Cantilever bridge in Gorkha District

The Gorkha Bridge is a 195 m cantilever footbridge connecting Sirdibas and Kerauja, Gorkha in Nepal. It was constructed with the help of the Department for International Development, engineers from Switzerland, and 400 local workers. The bridge cost approximately NPR 38 million, and was constructed by attaching the trusses to the side of a cliff.

== History ==
The April 2015 Nepal earthquake triggered a landslide which shifted the course of the Budhi Gandaki River eastwards. This shift destroyed previously used paths in Sirdibas and Kerauja. Seven villages in the northern portion of the Gorkha district were cut off from the district headquarters. These paths were critical for accessing the Aarughat, where food and other supplies were purchased. With the valley paths gone, the alternative trails went over steep and rocky hills, adding two hours to the journey which increased the price of goods. Before the earthquake, the Manaslu Circuit trail had about 5,000 people traversing it annually. The restored trail follows an ancient salt-trading route along the steep-sided river.

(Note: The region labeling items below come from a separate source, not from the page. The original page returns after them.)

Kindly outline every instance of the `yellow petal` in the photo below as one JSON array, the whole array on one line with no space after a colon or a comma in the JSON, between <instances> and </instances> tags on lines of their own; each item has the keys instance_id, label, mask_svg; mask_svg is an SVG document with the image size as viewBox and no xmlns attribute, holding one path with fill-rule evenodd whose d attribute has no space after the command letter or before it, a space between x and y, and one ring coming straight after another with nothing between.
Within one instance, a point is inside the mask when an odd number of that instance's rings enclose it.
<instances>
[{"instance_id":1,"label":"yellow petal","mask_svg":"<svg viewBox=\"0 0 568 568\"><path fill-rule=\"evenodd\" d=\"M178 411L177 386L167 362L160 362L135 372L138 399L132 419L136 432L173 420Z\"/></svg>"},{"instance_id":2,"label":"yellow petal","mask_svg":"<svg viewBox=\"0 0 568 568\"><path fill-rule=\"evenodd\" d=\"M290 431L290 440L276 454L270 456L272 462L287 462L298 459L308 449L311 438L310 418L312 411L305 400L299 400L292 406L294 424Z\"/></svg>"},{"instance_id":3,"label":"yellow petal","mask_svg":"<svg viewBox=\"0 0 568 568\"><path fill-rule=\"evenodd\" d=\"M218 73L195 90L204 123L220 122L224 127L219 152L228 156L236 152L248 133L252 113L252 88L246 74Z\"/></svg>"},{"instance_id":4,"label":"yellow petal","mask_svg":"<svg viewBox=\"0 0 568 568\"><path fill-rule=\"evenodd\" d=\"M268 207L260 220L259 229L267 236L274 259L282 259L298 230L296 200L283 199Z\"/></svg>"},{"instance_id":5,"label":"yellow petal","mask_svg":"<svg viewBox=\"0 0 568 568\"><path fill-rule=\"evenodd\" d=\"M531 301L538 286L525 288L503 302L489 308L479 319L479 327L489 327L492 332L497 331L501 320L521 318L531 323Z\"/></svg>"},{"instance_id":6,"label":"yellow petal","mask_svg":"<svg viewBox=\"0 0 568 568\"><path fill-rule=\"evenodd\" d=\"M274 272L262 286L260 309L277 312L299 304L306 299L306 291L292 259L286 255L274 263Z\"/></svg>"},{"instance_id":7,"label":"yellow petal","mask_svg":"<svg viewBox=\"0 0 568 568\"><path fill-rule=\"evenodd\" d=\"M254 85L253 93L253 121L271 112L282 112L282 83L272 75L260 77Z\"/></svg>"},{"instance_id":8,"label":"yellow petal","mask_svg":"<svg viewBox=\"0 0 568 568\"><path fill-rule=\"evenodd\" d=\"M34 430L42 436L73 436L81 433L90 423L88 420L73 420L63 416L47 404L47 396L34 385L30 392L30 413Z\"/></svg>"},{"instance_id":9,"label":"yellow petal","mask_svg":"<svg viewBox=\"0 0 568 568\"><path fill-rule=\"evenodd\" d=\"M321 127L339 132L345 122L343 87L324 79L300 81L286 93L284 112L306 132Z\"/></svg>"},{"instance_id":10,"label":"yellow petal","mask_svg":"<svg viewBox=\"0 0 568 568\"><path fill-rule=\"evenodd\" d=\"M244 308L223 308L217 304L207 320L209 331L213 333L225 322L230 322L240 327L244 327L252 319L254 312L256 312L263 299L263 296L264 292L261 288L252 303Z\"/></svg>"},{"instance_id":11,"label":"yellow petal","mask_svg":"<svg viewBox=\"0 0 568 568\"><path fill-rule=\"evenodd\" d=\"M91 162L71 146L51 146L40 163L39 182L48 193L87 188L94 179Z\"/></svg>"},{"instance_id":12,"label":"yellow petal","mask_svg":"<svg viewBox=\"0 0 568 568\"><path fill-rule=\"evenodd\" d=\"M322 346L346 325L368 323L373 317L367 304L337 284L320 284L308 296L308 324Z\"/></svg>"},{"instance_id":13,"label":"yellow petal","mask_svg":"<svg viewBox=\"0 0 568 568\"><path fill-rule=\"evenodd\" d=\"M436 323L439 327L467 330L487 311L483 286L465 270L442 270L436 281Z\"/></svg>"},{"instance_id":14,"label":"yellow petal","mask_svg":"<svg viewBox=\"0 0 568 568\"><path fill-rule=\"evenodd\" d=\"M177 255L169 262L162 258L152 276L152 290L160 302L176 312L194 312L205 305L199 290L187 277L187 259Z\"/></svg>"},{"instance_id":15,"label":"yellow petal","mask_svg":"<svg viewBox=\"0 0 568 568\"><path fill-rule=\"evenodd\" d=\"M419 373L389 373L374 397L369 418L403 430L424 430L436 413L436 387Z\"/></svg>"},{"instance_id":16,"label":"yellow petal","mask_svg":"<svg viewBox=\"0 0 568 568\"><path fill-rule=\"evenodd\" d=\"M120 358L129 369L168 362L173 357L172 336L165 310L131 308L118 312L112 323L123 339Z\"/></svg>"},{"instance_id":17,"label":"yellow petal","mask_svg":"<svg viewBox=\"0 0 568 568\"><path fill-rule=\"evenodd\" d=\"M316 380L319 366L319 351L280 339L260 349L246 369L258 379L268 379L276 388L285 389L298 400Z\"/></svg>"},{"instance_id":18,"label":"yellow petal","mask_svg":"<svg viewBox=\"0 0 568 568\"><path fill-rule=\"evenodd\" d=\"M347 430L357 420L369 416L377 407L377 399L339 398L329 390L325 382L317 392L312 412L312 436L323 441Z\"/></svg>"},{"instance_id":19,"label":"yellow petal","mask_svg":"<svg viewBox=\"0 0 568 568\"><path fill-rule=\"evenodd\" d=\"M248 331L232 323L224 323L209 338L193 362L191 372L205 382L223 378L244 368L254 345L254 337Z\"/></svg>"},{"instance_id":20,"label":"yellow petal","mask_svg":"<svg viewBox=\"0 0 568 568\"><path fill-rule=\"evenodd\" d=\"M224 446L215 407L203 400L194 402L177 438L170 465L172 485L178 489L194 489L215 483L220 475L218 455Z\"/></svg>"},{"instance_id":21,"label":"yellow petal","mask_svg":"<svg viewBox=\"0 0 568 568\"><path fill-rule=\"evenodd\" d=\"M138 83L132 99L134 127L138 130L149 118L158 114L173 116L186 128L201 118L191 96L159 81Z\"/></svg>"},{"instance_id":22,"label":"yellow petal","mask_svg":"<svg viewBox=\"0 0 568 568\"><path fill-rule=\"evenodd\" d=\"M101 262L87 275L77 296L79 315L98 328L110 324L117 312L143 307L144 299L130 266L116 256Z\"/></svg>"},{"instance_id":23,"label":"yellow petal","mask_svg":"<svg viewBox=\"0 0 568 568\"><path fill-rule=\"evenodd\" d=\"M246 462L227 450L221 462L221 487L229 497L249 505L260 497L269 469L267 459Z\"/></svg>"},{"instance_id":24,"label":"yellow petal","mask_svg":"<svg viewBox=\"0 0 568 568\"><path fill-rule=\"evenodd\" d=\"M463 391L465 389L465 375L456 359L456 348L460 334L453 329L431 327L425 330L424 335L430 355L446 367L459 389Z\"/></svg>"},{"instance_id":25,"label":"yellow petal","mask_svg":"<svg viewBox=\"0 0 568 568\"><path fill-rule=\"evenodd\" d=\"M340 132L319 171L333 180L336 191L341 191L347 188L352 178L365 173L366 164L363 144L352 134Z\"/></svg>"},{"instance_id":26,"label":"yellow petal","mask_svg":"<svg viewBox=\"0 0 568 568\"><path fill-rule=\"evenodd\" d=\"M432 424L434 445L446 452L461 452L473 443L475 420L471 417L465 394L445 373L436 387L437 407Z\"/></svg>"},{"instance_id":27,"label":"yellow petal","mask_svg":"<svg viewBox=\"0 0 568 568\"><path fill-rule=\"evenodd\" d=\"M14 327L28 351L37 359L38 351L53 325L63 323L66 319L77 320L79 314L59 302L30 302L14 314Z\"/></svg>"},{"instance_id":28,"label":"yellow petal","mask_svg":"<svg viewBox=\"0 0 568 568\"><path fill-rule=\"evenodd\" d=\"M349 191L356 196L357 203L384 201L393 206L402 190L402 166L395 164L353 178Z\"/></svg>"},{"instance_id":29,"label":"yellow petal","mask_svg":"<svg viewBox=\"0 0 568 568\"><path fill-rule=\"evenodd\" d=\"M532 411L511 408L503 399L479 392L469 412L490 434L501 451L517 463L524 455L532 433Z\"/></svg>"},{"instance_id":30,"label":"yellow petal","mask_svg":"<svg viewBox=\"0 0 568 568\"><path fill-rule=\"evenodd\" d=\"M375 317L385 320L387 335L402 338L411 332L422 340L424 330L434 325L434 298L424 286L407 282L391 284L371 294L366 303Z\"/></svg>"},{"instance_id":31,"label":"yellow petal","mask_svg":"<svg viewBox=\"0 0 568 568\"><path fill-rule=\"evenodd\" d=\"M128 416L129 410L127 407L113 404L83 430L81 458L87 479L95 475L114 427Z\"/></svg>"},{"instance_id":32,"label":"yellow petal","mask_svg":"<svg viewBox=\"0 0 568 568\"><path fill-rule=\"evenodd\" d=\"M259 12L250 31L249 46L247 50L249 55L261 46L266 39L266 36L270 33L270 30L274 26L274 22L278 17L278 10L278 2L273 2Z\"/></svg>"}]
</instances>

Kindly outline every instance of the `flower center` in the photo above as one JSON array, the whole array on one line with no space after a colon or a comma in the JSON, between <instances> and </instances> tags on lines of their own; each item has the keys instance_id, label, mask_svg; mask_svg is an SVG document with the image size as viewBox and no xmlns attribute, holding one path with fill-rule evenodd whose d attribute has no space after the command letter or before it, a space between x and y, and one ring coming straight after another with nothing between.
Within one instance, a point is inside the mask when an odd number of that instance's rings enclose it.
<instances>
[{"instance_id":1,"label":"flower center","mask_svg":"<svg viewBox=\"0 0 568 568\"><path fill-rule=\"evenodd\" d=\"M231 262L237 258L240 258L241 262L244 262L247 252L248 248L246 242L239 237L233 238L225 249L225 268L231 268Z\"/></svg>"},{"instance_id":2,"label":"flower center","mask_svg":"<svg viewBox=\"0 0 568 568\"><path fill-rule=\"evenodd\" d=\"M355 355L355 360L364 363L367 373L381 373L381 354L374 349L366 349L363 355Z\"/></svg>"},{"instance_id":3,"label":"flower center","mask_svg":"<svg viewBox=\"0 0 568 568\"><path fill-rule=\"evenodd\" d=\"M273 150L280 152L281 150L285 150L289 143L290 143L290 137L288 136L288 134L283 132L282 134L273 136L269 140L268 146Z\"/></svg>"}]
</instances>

With the help of the Department for International Development, the bridge was constructed by 400 local residents led by a company from Switzerland. The local workers were taught mountaineering skills to be able to work on the cliff face. The bridge was built by drilling into the cliff to provide locations to attach steel trusses and a platform. The whole project cost around NPR 38 million (~ $320,000). Materials were delivered to the valley by helicopter. The cantilever bridge has been called the "first of its kind in Nepal" by the District Development Committee. The bridge is used by schoolchildren, mules, and trekkers. Upon completion of the bridge, the team started work on building another cantilever bridge in the Tsum Valley. The average lifespan of such bridges is around 50 years. The construction of the Gorkha Bridge was finished in June 2016, and DFID handed over the bridge to the local government on 17 January 2018.